2 I found there is a refactor backlog:
https://trello.com/c/V5lGkXVY/27-refactor-the-bdevraid-module
May I have any opportunity to contribute to this backlog or other raid
related backlogs? I hope to let raid1 ready for spdk quickly, no
matter whether the raid1 is my implementation or not. I need this
feature for one of my personal project. Raid1 will be used for both
data HA and cloning data online.

Best regards

On Fri, Oct 11, 2019 at 5:57 AM Luse, Paul E <paul.e.luse(a)intel.com> wrote:
>
> Hi Yu, I'm glad you brought this up as there's been a lot of activity in this lately.  I'll summarize and then address your points below:
>
> * RAID1 has come up a few times but there's never been a strong pull for it so it's never been fully completed
> * The older patch below is from Ziye and is a standalone basic RAID1 that doesn't have some features that most would consider required (rebuild, remembering state between boots, etc). It is unlikely to be carried forward but it good to still have around for discussion.
> * RADI0 came in later and is what is in tree now.  It is considered production and what we'd like to use as the foundation for adding RAID levels in the future.
> * I started to refactor the RAID0 code to accommodate RAID1E and have the mappings working here https://review.gerrithub.io/c/spdk/spdk/+/468187 however...
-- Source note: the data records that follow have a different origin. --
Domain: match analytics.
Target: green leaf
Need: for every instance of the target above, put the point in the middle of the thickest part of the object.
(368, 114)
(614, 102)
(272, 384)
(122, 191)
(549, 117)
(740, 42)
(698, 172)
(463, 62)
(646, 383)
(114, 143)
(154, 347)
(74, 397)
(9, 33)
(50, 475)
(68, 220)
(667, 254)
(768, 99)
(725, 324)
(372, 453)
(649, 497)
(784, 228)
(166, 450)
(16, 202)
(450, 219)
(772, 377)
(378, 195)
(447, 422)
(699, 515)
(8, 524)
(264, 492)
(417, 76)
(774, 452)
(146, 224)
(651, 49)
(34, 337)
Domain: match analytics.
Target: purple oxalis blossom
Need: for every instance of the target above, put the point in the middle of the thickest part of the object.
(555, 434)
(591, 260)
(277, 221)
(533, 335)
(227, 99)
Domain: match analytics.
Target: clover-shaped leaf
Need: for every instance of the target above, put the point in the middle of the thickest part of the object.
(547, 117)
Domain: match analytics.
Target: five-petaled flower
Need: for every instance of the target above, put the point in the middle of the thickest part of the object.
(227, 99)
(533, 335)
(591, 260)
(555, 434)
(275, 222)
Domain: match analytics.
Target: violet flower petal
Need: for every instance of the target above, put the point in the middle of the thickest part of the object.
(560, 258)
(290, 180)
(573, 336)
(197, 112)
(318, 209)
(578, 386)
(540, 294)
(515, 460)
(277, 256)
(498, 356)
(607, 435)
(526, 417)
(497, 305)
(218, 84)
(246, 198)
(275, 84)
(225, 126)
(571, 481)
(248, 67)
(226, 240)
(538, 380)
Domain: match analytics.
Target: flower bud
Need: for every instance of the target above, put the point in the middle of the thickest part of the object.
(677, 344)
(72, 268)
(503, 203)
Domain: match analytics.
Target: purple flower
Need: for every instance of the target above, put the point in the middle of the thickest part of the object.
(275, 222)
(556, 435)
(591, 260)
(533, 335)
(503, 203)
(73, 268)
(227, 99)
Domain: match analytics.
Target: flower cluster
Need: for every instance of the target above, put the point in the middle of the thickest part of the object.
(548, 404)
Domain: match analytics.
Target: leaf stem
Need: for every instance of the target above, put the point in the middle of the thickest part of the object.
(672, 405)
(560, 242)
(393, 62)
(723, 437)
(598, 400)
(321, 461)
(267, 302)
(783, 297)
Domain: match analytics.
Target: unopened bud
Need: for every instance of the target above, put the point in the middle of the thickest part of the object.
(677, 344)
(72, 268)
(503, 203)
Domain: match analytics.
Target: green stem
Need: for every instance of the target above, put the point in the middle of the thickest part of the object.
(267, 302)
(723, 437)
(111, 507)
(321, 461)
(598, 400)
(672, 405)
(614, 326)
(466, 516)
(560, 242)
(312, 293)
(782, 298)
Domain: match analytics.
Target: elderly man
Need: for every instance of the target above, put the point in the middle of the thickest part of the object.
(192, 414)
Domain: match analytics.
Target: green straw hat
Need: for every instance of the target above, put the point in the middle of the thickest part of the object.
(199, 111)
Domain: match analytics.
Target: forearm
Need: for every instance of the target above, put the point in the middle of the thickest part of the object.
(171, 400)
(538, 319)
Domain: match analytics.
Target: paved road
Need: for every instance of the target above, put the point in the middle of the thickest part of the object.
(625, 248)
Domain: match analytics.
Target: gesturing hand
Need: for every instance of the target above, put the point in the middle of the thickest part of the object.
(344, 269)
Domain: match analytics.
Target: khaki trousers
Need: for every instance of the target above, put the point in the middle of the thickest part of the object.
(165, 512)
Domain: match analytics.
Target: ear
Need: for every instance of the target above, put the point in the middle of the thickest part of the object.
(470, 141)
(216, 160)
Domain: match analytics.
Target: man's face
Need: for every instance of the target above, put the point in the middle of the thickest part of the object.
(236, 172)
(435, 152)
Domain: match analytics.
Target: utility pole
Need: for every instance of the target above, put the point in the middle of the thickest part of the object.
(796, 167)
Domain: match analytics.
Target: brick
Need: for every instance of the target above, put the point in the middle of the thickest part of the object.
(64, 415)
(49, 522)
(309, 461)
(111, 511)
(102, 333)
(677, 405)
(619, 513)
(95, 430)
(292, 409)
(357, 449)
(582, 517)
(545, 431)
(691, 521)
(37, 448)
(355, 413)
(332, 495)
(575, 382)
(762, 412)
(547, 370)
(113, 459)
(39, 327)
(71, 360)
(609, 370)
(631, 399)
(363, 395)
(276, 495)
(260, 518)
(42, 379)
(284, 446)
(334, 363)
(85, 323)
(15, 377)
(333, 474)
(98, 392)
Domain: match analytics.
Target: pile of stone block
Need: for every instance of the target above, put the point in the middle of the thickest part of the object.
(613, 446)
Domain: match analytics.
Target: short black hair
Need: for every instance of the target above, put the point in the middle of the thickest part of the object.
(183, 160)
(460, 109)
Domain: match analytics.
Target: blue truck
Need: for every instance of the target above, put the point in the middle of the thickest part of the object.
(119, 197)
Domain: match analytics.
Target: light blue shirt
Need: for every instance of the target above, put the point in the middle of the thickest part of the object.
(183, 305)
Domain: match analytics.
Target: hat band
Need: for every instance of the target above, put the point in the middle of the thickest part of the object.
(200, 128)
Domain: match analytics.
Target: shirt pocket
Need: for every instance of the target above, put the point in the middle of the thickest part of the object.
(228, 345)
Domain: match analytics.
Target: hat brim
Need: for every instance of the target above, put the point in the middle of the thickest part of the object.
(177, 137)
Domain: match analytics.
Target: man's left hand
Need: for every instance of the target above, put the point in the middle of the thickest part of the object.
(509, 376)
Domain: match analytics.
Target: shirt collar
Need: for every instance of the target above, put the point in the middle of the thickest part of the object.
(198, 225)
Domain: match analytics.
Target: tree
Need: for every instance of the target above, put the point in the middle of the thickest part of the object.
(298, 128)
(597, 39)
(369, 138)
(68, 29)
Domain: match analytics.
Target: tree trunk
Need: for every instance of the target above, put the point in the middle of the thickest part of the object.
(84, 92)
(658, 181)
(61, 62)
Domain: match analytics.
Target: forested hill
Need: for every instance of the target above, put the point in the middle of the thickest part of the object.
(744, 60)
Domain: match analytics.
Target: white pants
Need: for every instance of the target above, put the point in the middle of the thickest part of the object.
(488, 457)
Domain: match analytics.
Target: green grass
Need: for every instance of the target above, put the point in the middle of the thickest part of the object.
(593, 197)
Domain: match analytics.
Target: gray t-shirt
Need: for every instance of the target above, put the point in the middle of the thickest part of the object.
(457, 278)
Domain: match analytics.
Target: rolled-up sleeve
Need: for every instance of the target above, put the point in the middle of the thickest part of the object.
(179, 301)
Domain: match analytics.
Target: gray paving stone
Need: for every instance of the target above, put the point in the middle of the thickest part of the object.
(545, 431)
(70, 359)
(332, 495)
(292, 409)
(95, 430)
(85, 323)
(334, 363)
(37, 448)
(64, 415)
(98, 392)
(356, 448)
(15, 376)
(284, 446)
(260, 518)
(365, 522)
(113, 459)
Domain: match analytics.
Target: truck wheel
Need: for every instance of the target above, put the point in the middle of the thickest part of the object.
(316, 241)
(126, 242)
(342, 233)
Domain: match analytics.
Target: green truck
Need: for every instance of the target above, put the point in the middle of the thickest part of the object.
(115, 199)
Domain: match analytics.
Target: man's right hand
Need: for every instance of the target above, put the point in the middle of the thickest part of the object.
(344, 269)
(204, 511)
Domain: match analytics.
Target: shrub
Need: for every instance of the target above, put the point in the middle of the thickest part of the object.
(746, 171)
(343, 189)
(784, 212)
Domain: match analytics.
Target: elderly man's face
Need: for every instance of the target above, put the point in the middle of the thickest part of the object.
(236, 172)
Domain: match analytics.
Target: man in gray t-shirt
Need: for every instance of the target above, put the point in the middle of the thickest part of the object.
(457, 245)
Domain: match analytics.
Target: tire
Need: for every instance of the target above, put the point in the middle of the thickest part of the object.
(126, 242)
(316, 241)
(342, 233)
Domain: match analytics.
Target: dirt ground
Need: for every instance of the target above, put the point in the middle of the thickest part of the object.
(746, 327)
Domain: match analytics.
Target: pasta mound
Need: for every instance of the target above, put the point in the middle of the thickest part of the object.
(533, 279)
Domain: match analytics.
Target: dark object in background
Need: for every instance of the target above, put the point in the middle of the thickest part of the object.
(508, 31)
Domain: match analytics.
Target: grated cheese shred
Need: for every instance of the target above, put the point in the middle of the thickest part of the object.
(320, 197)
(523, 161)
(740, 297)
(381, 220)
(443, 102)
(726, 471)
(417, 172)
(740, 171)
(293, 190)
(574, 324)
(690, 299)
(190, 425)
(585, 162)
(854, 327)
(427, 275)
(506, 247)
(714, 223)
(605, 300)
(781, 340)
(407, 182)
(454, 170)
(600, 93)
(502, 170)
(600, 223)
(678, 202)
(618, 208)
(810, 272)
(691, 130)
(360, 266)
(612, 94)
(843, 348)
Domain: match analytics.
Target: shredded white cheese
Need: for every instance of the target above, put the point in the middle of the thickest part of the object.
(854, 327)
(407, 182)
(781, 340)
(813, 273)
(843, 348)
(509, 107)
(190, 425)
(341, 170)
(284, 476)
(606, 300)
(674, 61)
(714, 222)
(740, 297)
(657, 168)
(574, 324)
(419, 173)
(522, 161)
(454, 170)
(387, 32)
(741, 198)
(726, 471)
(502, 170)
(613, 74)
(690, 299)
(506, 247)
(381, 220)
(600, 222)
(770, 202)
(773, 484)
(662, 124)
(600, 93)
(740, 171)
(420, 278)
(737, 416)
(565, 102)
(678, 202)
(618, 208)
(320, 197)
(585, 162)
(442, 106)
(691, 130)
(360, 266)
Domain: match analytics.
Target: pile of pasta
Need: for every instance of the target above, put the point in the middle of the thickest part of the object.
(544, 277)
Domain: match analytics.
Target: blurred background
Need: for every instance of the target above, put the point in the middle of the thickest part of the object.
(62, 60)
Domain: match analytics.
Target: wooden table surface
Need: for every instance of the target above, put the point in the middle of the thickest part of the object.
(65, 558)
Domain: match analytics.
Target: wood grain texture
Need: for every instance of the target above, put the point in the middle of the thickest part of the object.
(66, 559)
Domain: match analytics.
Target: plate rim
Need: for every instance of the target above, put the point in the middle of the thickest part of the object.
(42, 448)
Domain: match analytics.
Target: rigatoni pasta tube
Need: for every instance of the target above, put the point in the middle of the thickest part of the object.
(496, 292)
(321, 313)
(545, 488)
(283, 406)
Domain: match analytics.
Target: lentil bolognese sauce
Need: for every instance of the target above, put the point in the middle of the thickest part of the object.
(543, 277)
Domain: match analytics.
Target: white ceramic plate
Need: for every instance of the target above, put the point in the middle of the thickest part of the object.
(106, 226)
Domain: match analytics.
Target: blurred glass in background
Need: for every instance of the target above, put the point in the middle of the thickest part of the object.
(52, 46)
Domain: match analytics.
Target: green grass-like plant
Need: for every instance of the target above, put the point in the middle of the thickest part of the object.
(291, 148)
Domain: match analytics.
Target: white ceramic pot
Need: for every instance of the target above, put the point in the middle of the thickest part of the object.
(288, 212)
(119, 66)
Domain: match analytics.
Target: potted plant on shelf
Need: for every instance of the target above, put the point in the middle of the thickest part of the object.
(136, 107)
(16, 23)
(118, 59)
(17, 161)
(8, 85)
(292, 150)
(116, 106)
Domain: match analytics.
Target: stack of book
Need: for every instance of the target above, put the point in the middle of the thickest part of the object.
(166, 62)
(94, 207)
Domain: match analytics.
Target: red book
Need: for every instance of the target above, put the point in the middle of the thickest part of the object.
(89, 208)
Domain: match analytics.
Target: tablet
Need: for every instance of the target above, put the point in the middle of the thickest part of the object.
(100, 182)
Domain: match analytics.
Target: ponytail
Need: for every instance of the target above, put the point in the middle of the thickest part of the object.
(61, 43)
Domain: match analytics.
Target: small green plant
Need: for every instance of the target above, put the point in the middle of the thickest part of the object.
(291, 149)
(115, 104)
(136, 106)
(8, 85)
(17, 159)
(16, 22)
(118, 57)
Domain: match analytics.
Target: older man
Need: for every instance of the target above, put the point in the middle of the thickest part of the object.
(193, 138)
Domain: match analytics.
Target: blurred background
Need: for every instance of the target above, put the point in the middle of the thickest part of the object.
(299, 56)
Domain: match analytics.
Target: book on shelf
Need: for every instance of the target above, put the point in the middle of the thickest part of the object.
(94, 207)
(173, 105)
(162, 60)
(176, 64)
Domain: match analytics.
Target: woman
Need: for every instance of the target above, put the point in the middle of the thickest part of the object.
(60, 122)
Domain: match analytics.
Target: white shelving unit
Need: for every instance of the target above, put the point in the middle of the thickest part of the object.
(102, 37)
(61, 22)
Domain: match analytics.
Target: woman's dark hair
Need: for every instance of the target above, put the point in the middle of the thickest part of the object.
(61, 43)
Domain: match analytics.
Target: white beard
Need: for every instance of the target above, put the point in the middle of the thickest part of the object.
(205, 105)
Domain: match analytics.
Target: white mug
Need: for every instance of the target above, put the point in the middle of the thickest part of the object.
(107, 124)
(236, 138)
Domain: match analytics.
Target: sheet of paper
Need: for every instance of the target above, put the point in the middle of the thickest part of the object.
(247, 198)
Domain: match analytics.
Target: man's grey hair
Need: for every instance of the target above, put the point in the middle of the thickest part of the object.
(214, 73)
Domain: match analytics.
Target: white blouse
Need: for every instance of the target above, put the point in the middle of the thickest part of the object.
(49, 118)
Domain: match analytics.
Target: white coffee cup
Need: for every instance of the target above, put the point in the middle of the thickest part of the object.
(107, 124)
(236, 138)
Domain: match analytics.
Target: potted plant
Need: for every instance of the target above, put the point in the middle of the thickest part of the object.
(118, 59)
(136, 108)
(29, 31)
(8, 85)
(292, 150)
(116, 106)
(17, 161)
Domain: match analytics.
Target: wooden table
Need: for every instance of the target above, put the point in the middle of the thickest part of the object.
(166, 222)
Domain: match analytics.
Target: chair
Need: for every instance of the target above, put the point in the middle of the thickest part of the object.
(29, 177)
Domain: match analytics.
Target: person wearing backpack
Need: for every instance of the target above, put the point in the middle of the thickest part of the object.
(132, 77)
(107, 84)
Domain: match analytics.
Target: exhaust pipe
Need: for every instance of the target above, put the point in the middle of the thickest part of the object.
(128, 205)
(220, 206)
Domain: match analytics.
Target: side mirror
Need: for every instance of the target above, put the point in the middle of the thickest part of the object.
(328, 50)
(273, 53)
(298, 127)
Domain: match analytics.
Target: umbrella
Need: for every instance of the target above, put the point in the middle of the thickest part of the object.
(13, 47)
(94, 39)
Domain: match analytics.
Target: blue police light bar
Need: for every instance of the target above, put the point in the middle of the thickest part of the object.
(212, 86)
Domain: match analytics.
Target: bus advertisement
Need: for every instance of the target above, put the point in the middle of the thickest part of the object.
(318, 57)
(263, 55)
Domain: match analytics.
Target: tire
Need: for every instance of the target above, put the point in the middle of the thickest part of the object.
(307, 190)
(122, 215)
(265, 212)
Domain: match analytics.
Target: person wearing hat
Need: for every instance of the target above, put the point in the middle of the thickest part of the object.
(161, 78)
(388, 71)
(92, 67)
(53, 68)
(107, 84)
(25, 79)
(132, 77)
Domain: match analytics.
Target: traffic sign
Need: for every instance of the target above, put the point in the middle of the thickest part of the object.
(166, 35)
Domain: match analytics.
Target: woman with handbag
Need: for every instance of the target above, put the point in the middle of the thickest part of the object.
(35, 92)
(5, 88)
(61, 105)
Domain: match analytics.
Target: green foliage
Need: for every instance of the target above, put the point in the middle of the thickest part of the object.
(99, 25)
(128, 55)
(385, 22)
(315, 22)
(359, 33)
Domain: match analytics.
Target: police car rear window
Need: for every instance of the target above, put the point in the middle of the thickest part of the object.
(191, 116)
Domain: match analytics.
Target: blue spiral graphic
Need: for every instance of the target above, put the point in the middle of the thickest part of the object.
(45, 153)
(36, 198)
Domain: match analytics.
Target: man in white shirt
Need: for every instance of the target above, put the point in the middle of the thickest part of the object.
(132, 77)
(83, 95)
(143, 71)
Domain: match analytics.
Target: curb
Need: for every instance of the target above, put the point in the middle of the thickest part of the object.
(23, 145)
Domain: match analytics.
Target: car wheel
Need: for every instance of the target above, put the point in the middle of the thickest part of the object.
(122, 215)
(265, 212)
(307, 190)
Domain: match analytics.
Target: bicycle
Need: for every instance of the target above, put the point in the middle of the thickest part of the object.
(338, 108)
> * In a recent community meeting some other folks from Intel proposed a RAID5 solution backed by a number of strong developers where the first step would be to further refactor what's there in order to accommodate more advanced features. So I've placed my RAID1E mapping on hold until that work takes off (and I'll participate in that as well, you are more than welcome to as well!)
>
>
> On 10/11/19, 12:25 AM, "peng yu" <yupeng0921(a)gmail.com> wrote:
>
>     Hi, I'm trying to implement raid1 in SPDK. I researched the online
>     resources of spdk, and I found current it only support raid level 0. I
>     found there are some discussions about raid1. Here is a raid1 patch:
>     https://review.gerrithub.io/c/spdk/spdk/+/385341/21/lib/bdev/raid1/vbdev_raid1.c
>     It looks like only dispatch IO to two disks, no resync, hot replace or
>     bitmap, and it is not merge to spdk mainline.
>
> PL> Correct, this is the first one I mention above.
>
>     I also found Paul has a proposal of raid1:
>     https://trello.com/c/ywQOX109/43-add-mirroring-raid-1-support-to-raid-bdev-module
>     But I don't find the progress about it.
>
> PL> I put the link to the latest of RAID1E above.
>
>     I write a raid1 implementation here:
>     https://github.com/yupeng0921/spdk/tree/raid1/module/bdev/raid1
>     It is not completed yet. Below are my idea:
>     (1). use bitmap to record the sync up status of the two data disks
>     (2). the bitmap and super block are stored in separate metadata disks
>     (3). every data disk has a corresponding metadata disks, similar as
>     the linux kernel dm-raid
>     (4). every raid1 bdev is managed by a single thread, all IOs will be
>     handled by this thread.
>     The IO write logic:
>     To optimize the IO performance, using batch writing and delay clearing
>     for the bitmap. The bitmap is grouped to region. A region is a PAGE of
>     bitmap. When the bdev receives an IO, puts the IO to a queue, and set
>     bitmap, waits for a while, then writes a PAGE of bitmap together, and
>     then delivers IOs to data disks. Creates a counter for every bit in
>     the bitmap. The counter is used to record how many writing IOs are
>     inflight for a given bit. When the counter is decreased to 0, clear
>     the bit in the bitmap, and put the region to a clear queue, then the
>     bits in this region will be write to disk later.
>     The resync logic:
>     use two bitmaps for resync: needed_bm and active_bm. The needed_bm
>     indicates which bit need to be sync up, the active_bm indicates which
>     bit is syncing up now. The master thread of the raid1 bdev scans the
>     needed_bm, if a bit is 1, and no writing IO on this bit, issues a
>     resync (read from one disk and write to another disk), and set
>     active_bm to 1. If there are wring IOs on the bit, put the resync
>     command to a queue, when an IO completes, and the IO counter of this
>     bit decreases to 0, the resync command will be picked up from the
>     list, and be issued.
>     About hot swapping:
>     In my idea, I don't want to implement hot swaping (or hot spare) in
>     the raid1 code itself. I hope to write another vbdev. This vbdev has
>     below features:
>     generally it works as a pass through device.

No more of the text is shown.